Centre policy and supervisor sign-off
In my practice, anything involving children’s data goes past my supervisor and our centre policy first. If your service has not yet decided where AI sits in your documentation workflow, that conversation belongs in a staff meeting before it belongs in your observations. Ask your nominated supervisor. The framework expects our documentation to be trustworthy, and trust starts with knowing where the data went. I wrote more about keeping AI-assisted writing in my own voice in the four prompts I used to make a parent newsletter sound like me, and the wider planning cycle still belongs to you, not the tool.
TL;DR / Key Takeaways
- Write the raw observation yourself first; only then let the AI tighten grammar and structure. Never start with the AI and edit down.

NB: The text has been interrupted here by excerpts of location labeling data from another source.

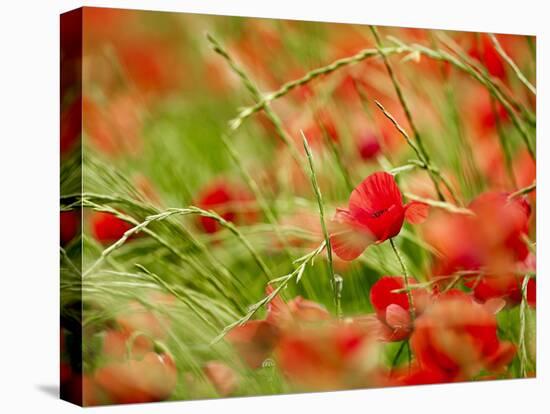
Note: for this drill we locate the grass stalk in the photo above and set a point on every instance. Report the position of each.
(512, 64)
(412, 312)
(308, 77)
(320, 204)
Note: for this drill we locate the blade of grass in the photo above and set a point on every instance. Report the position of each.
(512, 64)
(319, 197)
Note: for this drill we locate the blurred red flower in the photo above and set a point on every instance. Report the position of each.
(69, 225)
(231, 201)
(375, 214)
(392, 321)
(108, 228)
(492, 241)
(369, 146)
(256, 340)
(458, 338)
(150, 378)
(484, 51)
(329, 356)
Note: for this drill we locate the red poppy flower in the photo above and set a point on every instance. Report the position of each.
(417, 375)
(232, 202)
(328, 356)
(486, 52)
(375, 214)
(392, 321)
(108, 228)
(69, 225)
(151, 378)
(458, 338)
(255, 340)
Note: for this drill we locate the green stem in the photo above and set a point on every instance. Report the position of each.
(512, 64)
(524, 190)
(418, 139)
(319, 198)
(523, 358)
(405, 280)
(308, 77)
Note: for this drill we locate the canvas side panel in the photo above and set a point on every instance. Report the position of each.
(70, 206)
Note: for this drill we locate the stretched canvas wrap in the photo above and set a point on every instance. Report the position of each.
(260, 206)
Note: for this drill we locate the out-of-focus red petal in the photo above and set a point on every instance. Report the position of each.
(348, 240)
(377, 192)
(254, 341)
(415, 212)
(397, 317)
(502, 357)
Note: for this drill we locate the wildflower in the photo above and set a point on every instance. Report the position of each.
(392, 320)
(256, 340)
(108, 228)
(222, 376)
(457, 337)
(376, 213)
(230, 201)
(69, 225)
(151, 378)
(333, 355)
(369, 147)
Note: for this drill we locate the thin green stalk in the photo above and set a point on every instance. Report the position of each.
(191, 210)
(405, 280)
(524, 190)
(512, 64)
(185, 259)
(190, 302)
(451, 208)
(397, 355)
(418, 139)
(308, 77)
(215, 264)
(493, 90)
(337, 157)
(257, 95)
(491, 82)
(283, 281)
(432, 171)
(320, 204)
(523, 358)
(504, 145)
(258, 194)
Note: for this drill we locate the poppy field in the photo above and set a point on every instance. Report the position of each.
(260, 206)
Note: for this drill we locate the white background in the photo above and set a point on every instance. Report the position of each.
(29, 200)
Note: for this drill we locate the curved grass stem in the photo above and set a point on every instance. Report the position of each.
(319, 197)
(405, 280)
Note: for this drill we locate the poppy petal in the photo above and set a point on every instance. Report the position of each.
(397, 317)
(346, 239)
(415, 212)
(377, 192)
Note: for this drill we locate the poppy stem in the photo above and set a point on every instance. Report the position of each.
(405, 279)
(397, 355)
(524, 190)
(308, 77)
(319, 197)
(523, 358)
(512, 64)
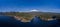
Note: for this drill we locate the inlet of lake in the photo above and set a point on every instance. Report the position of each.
(7, 21)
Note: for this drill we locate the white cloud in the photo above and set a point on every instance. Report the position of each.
(34, 10)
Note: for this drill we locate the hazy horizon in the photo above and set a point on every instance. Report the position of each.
(30, 5)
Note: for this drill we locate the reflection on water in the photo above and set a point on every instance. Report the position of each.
(11, 22)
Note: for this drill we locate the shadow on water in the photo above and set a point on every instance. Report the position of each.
(7, 21)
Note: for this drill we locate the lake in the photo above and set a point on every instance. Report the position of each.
(7, 21)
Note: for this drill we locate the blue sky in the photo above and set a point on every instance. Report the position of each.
(27, 5)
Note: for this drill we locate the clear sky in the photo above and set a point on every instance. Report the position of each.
(27, 5)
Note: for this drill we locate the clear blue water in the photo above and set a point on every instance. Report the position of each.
(35, 22)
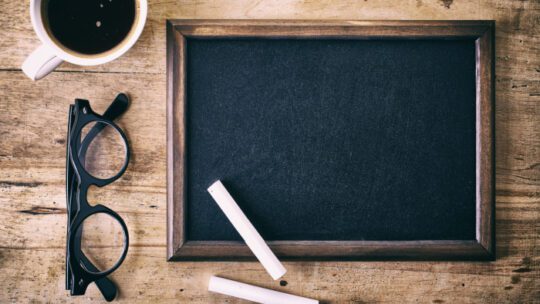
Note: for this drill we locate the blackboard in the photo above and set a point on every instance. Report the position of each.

- Use a hard guardrail prompt: “Do not add any actions, words, or detail I have not written — ask me instead of inventing.”
- Keep verbatim child quotes and physical detail. “I maked it go faster” beats “used descriptive language” every time.
- Let AI suggest the EYLF V2.0 outcome, but confirm the reasoning and write your own reflection and forward planning.
- De-identify before pasting anything, and clear AI use with your supervisor and centre policy first.
For more on AI in early childhood without losing the human part, the same rule holds across every tool and every template: write the human bit yourself, let the tool tidy the rest.
Sources
- Approved learning frameworks — EYLF V2.0 (Belonging, Being and Becoming), ACECQA
- Quality Area 1 — Educational program and practice, National Quality Standard, ACECQA
Fact-checked 2026-05-29. Last reviewed 2026-05-29.